Tão novos, tão polêmicos

Escritores jovens causam barulho com livros que
abrem uma janela para o lado secreto da adolescência


Montagem sobre fotos de Juan Esteves e Oscar Cabral

Da esquerda para a direita, Nick McDonell, o autor de Doze: ficção ou verdade?
Lolita e Melissa: relatos sobre sexo e uso de drogas
Simone Campos: desejo de ser escritora desde os 9 anos

Desde que lançou o romance Doze, aos 17 anos, o americano Nick McDonell, hoje com 20, vem sendo abordado por pais preocupados. Querem saber se os adolescentes de fato freqüentam festas com drogas e muito sexo, tal como a que é descrita no livro. A mesma reação escandalizada cerca os livros da francesa Lolita Pille, 21, e da italiana Melissa Panarello, 18. A primeira tinha 19 quando lançou Hell – Paris 75016, em que retrata a existência desregrada de uma patricinha parisiense. Melissa publicou no ano passado Cem Escovadas Antes de Dormir, acusado de pornográfico por seu relato das atividades sexuais atípicas (leia-se orgias e sadomasoquismo) de uma adolescente. Também elas são bombardeadas por perguntas sobre as loucuras que descrevem. As respostas dos três autores variam. Melissa e Lolita juram que seus livros são autobiográficos, enquanto McDonell não tinha experiência com drogas quando escreveu Doze. Seja como for, os três livros se alimentam de uma mesma idéia: a de que os adolescentes formam uma tribo à parte e têm vidas que os adultos desconhecem. Os escritores jovens fazem barulho ao abrir janelas para um mundo supostamente escondido de sentimentos e experiências.

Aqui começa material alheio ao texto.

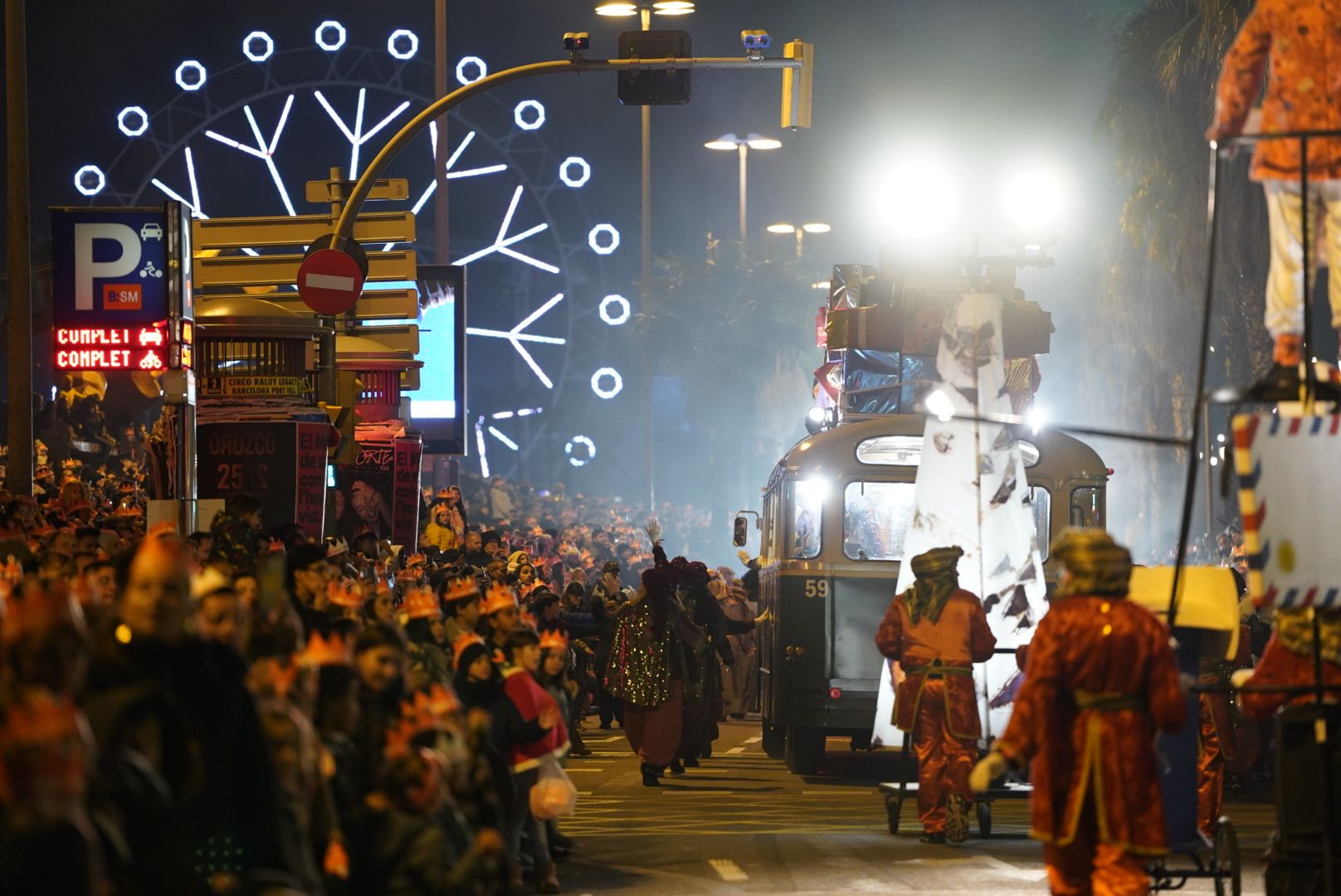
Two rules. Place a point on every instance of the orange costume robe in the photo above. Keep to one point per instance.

Essa janela literária é relativamente recente. A história da literatura registra alguns talentos precoces, como o poeta francês Arthur Rimbaud e, no Brasil, Álvares de Azevedo. Esses autores não tinham, porém, a juventude como tema central. Há também uma tradição de obras que dramatizam a passagem da adolescência para a maturidade. São os "romances de formação" – Os Anos de Aprendizado de Wilhelm Meister, de Goethe, é o maior exemplo. São todos livros escritos por adultos. Hoje, pelo contrário, vêem-se cada vez mais adolescentes escrevendo sobre adolescência. A vertente mais encorpada dessa literatura é confessional. Memórias de jovens que viveram situações extremas ou momentos históricos traumáticos constituem um filão próprio. O clássico do gênero é O Diário de Anne Frank, escrito por uma adolescente judia que morreu num campo de concentração. Há também Eu, Christiane F., 13 Anos, Drogada e Prostituída, de 1979 – mas Christiane não escrevia: o livro é um depoimento registrado por jornalistas. Na mesma linha, nos anos 90, durante a guerra na Bósnia, uma menina de 11 anos, Zlata Filipovic, registrou seu cotidiano em Saravejo em outro diário transformado em livro. No Brasil, pode-se lembrar de Feliz Ano Velho, escrito por Marcelo Rubens Paiva aos 23 anos, e, mais recentemente, da ex-menina de rua Esmeralda Ortiz, que contou suas experiências em Por que Não Dancei.

Lançar um texto de ficção que desperte algum interesse é mais difícil e incomum. "Desde os 9 anos eu queria publicar um livro. Mas precisei crescer antes de conseguir escrever algo que valesse a pena", conta a carioca Simone Campos, de 20 anos, que publicou a novela No Shopping quando tinha 17. Ao contrário do que acontece na música ou na matemática, é raro realizar feitos literários muito cedo. Tanto assim que o dramaturgo Nelson Rodrigues, com sua acidez habitual, oferecia um único conselho aos jovens que desejavam escrever: envelhecer depressa. Mas, independentemente das limitações que a crítica – e a autocrítica – imponha à garotada com ambições literárias, o mercado editorial parece ter encontrado um espaço para os seus livros. A cultura jovem é cada vez mais variada, cada vez mais tomada por tipos peculiares de música, de gíria, de drogas. Não faltará lugar para aqueles que proponham abrir uma fresta para esse mundo – com um pouco mais ou um pouco menos de ficção.